Compiling openblas with frame pointers did not help - so perhaps that is not why we are seeing the crash. It is potentially just a bug in libunwind.
Has anyone tried this on linux? Do we get a segfault on linux too?
It works just fine on Linux. If we can construct a simplified segfaulting example, then we can submit a bug report to Apple.
On Saturday, June 15, 2013 at 8:29 AM, Viral B. Shah wrote:
Compiling openblas with frame pointers did not help - so perhaps that is not why we are seeing the crash. It is potentially just a bug in libunwind. Has anyone tried this on linux? Do we get a segfault on linux too?

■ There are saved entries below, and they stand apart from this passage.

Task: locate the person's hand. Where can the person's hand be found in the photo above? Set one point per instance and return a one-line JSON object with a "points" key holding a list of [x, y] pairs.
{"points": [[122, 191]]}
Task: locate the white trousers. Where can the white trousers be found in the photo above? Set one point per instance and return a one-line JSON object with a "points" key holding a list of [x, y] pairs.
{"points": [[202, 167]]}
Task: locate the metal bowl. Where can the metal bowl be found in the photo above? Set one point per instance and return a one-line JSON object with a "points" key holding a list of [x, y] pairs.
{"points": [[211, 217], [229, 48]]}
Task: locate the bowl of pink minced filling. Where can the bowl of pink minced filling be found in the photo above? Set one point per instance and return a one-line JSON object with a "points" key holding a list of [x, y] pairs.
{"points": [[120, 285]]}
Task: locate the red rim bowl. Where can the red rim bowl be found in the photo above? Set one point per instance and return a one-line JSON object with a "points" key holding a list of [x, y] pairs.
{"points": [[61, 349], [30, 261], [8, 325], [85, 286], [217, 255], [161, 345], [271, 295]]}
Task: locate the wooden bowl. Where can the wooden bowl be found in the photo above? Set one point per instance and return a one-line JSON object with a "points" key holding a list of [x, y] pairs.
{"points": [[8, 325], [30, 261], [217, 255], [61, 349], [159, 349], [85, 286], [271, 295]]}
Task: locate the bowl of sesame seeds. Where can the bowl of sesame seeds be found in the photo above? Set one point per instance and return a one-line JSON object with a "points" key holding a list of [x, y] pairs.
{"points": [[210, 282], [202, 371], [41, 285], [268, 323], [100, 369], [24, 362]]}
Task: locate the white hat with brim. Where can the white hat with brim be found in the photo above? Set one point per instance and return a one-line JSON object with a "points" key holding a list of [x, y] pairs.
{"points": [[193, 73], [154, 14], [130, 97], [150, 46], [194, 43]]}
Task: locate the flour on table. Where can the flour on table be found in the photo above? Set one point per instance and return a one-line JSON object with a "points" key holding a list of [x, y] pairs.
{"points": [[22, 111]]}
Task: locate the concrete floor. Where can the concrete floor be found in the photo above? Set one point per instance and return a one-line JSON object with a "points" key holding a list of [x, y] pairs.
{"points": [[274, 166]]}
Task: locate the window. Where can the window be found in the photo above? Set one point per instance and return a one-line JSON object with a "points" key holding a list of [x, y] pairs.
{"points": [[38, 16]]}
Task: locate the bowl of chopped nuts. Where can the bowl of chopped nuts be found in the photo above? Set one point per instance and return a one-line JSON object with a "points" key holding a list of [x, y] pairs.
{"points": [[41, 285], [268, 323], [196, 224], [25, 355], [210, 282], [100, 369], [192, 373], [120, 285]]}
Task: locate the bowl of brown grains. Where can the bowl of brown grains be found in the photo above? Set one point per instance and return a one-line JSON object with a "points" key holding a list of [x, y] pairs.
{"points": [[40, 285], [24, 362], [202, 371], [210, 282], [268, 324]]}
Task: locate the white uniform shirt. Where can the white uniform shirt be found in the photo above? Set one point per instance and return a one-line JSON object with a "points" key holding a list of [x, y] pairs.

— Reply to this email directly or view it on GitHub (https://github.com/timholy/Profile.jl/issues/14#issuecomment-19495764).
I keep running into an issue where running
@sprofile
on the same function several times causes Julia to segfault. I am not even sure where to start in finding the origin of this issue. I am running Mac OS 10.7.5. I rebuild Julia daily, and this problem has existed at least for a few weeks. I also rebuilt the Profile.jl library withPkg.runbuildscript("Profile")
.If it would help to post the code I am running, I would be happy to do so.